L’edificio risale alla metà del Cinquecento, ma fu il cardinale Francesco Del Monte, uno dei primi estimatori del Caravaggio, a impreziosirlo acquistandolo nel 1596 e commissionando poco dopo a Caravaggio un dipinto sul soffitto del suo gabinetto alchemico. Oltre a questo, c’è un grande affresco del Guercino sull’Aurora da cui prende il nome la villa, poi altri affreschi del Tassi e di Brill, una scala progettata da Cesare Maderno, nel giardino vi è la scultura di un satiro attribuita a Michelangelo, e in casa soggiornarono grandi artisti come Goethe, Ciajkovskij, Henry James, Nathaniel Hawthorne ed altri.

MA LA GEMMA PIÙ PREZIOSA resta indubbiamente l’opera di Caravaggio, un unicum che non può andare in mano a privati, magari anche stranieri (gli ultimi rumours parlavano dell’interessamento di Bill Gates, che già si accaparrò un codice di Leonardo). È un unicum perché non è prestabile, essendo un dipinto a muro, bisogna vederlo per forza in loco. Giovan Pietro Bellori, uno dei suoi biografi, racconta che Caravaggio con quel dipinto volle smentire le accuse dei detrattori circa il fatto che non sapesse fare scorci arditi e neppure dipingere ad affresco, così per raffigurare Giove, Nettuno e Plutone col cane Cerbero si autoritrasse nudo con a fianco il fido cane Cornacchia, un bastardino nero dal quale non si separava mai e a cui aveva insegnato «giuochi meravigliosi» come camminare sulle zampe posteriori. Alla tecnica dell’affresco alla fine rinunciò, dipingendo ad olio su muro per poter avere il tempo di fare delle correzioni, ma per l’audace illusionismo prospettico del sotto-in-su, come sostiene la storica dell’arte Rossella Vodret, Caravaggio dipinse nudo su un ponteggio poggiando i piedi sopra uno specchio; quindi, la triade alchemica che vediamo in realtà è lui a ventisei anni come natura l’ha fatto, e già questo fa capire l’eccezionalità dell’opera.

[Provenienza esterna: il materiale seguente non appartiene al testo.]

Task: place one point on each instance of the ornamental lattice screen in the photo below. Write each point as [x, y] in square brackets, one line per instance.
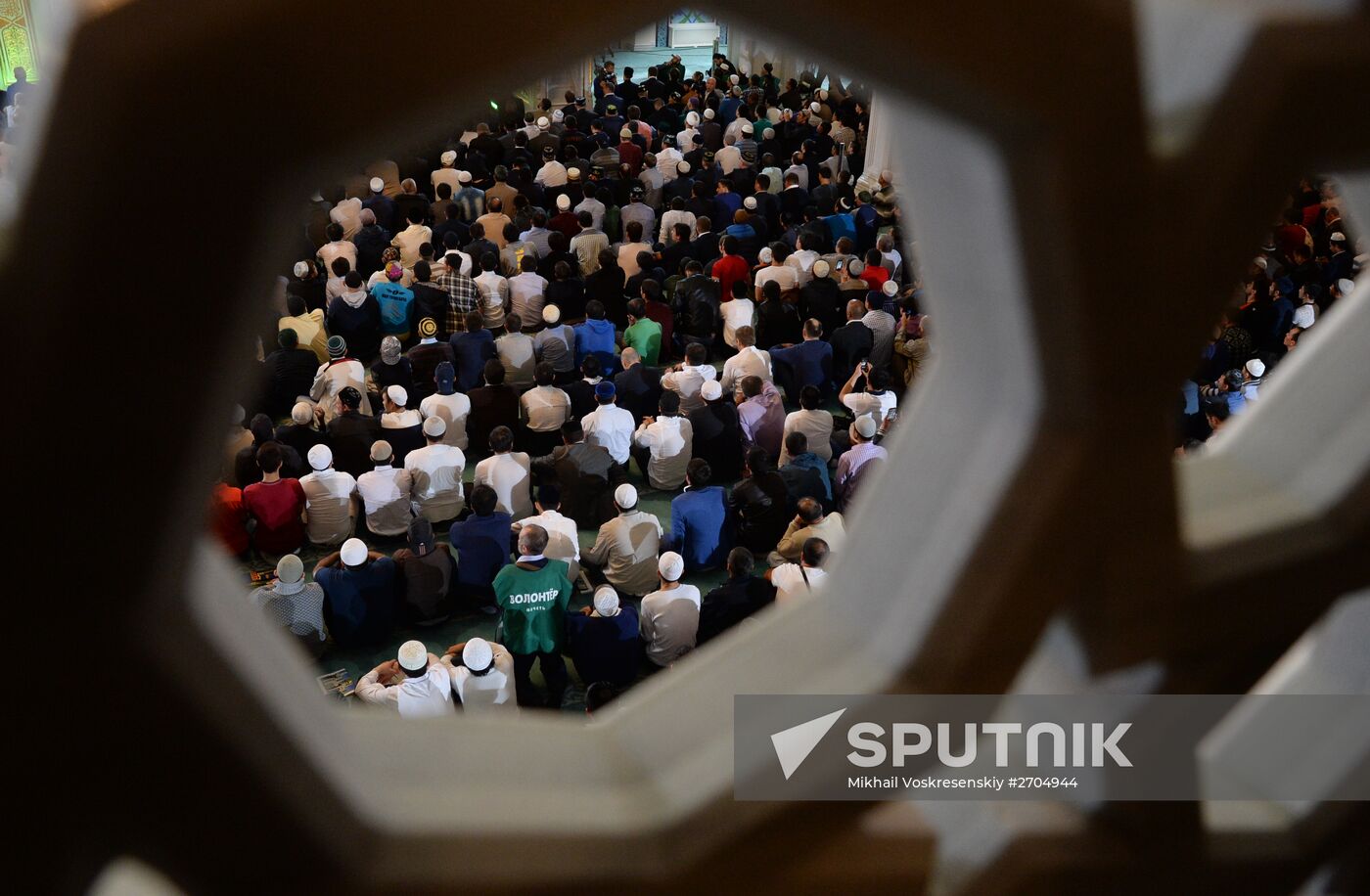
[1029, 502]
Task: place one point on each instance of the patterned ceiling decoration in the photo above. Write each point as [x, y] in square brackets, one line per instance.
[16, 41]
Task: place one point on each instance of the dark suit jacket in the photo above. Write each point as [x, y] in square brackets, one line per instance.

IN UN MOMENTO STORICO particolarmente favorevole alla formula delle case-museo, il Casino dell’Aurora potrebbe diventare una tappa obbligata del turismo culturale, collocato com’è a pochi passi da piazza Barberini e via Veneto. In fondo gli itinerari culturali passano anche attraverso le case dei grandi artisti, com’ebbe a dire Franceschini un anno fa istituendo il museo di Casa Bellonci ai Parioli, la memoria storica del Premio Strega. Ma il primo a indicare la strada da seguire fu il premio Nobel Orhan Pamuk, quando affermò, ne Il museo dell’innocenza, che «il futuro dei musei è nelle case private». Lo scrittore turco prendeva spunto dal successo delle spettacolari Wunderkammer del Poldi Pezzoli e del Bagatti Valsecchi di Milano, della Frick Collection e della Morgan Library di New York, ma pure del Museo di Gustave Moreau a Parigi e della casa di Mario Praz a Roma, tutti luoghi capaci di farci battere il cuore con l’emozione profonda di una storia personale e familiare, e il Casino dell’Aurora certo non sfigurerebbe al confronto. E poi se è vero che la madre di Caravaggio è sempre incinta, allora qui si tratta di non farsi portar via il suo primogenito.